But why do all of those TAs need to go into a single trust store?
IMHO, mixing the TAs used for routine IKE authentication with the TA
that allows the IPsec software to be replaced is asking for trouble.
They are not "mixed" if we can tag them to represent their different
authorizations. But, I see your point, i.e., if we create different
stores as a means of distinguishing the different classes of
authorizations, that is another way to tag TAs without a need to
refer to the content of the certs. That transforms at least part of
the representation problem for authorization into a uniform
mechanism, i.e., the ability to manage the TAs in a given store.
However, I don't think that will provide all the requisite controls I
suggested might be needed, e.g., the ability to distinguish among
> For the software sources (IPsec and application proxies) I could make
use of the firmware wrapper format (RFC 4108) for signed software. I
might use the same format for the SPD files (even though they are not
software per se). In that format, the preferred firmware package name
is an OID, and a version number.
The fact that 4108 labels packages (files) by OID presents an
opportunity for using these OIDs for authorization. One might easily
structure the OIDs used here to distinguish the IPsec software from
the proxy software packages (and from the PAD/SPD file). The
different proxy software packages also should be labeled by vendor,
to prevent one vendor from supplying a package for another.
If that label OID is used to dispatch to one of three trust stores,
life suddenly gets much simpler, and in particular, it makes it
easier to put special restrictions around IPsec software replacement
and application proxies by contrast to routine PAD/SPD updates
because the software replacement is functionally separated.
I agree that a three-store model is a reasonable way to address
top-level distinctions, but not more fine grained ones. For example,
I didn't go into details about IKE TAs. In general one would want to
constrain the name space each TA is authorized to represent. In X.509
we can do this via the NameConstrants extension. But, that is a very
X.509-specific feature, and thus requires reference to the semantics
of X.509 certs.
> To enforce this simple policy there is a need to make sure that when
> one validates a signature on a package using a TA, that the TA is the
> right one. It is not enough that the TA is referenced by the
package; the TA must be authorized to verify signatures on packages
of a specific type. This can be enforced by associating with each TA
an OID that is the prefix of the labels associated with the packages
signed by the relevant vendor, or by the local admin. The OID confers
> authorization to verify firmware package signatures that have that
OID as a prefix for the package name. This way if a vendor (or a sys
admin) mislabels a package, the TA used to verify the package will
Or put these TAs into three separate trust stores (plus one for IKE)

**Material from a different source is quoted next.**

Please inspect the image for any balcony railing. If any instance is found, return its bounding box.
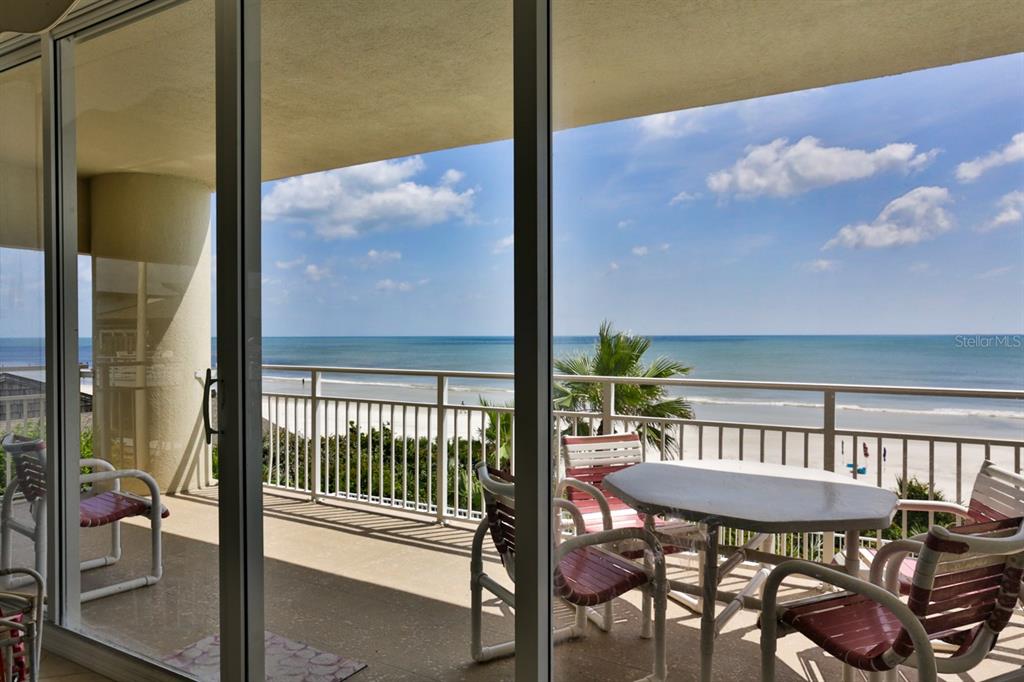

and dispatch the firmware wrapper packages to trust stores based on
OID - special OID for IPsec replacement, special OID for PAD/SPD
files, everything else gets treated as a possible proxy. I might
be about to concede part of Steve's point by arguing that for the
proxy trust store, the TA has to include a certificate signed by
the device vendor and the prefix OID of the packages that TA can
verify has to be in the certificate.
I'm not sure exactly what you are saying above, although I do like
the part where you mention the word "concede" :-). With regard to
the proxy vendors, there is a need to distinguish among them, e.g.,
to prevent on vendor from supplying a package that replaces (because
it ha a higher version number) a package from another vendor. I think
that it is asking too much to say that each proxy vendor has to have
a distinct store, and that we have to bind that store to the software
from that vendor. I think that would be the logical extension of the
TA store model you have articulated, right?
> One would like to be able to employ the same sort of authorization up
one level, i.e., for TAAs. For example, if we install a TAA for
managing TAs for KE, we don't want that TAA installing TAs that can
be used to verify package signatures.
This works fine with four trust stores and each TAA being specific
to a trust store. The only headache is that there are now four
TSAs to install (as IPsec software, application proxy software,
PAD/SPD and IKE authentication each have their own trust store),
but there's not much overlap:
- IPsec software install and proxy software install might be able
to share a TSA, but I'd argue for IPsec software install
having its own TSA that can be offline until the device
vendor's software signing key has to be replaced, and that
the device vendor should use a different signing key for
its base software vs. the proxies.
- PAD/SPD and IKE authentication trust store updates can share
the enterprise security administrator's TSA, as both are
about control of policy distribution.
So across the four trust stores, we need 2 or 3 TSAs, or which
one or two get installed twice because there's a TSA per trust
store. That seems to be within reason.
2-3 seems like an OK number if we can everything we need, but ...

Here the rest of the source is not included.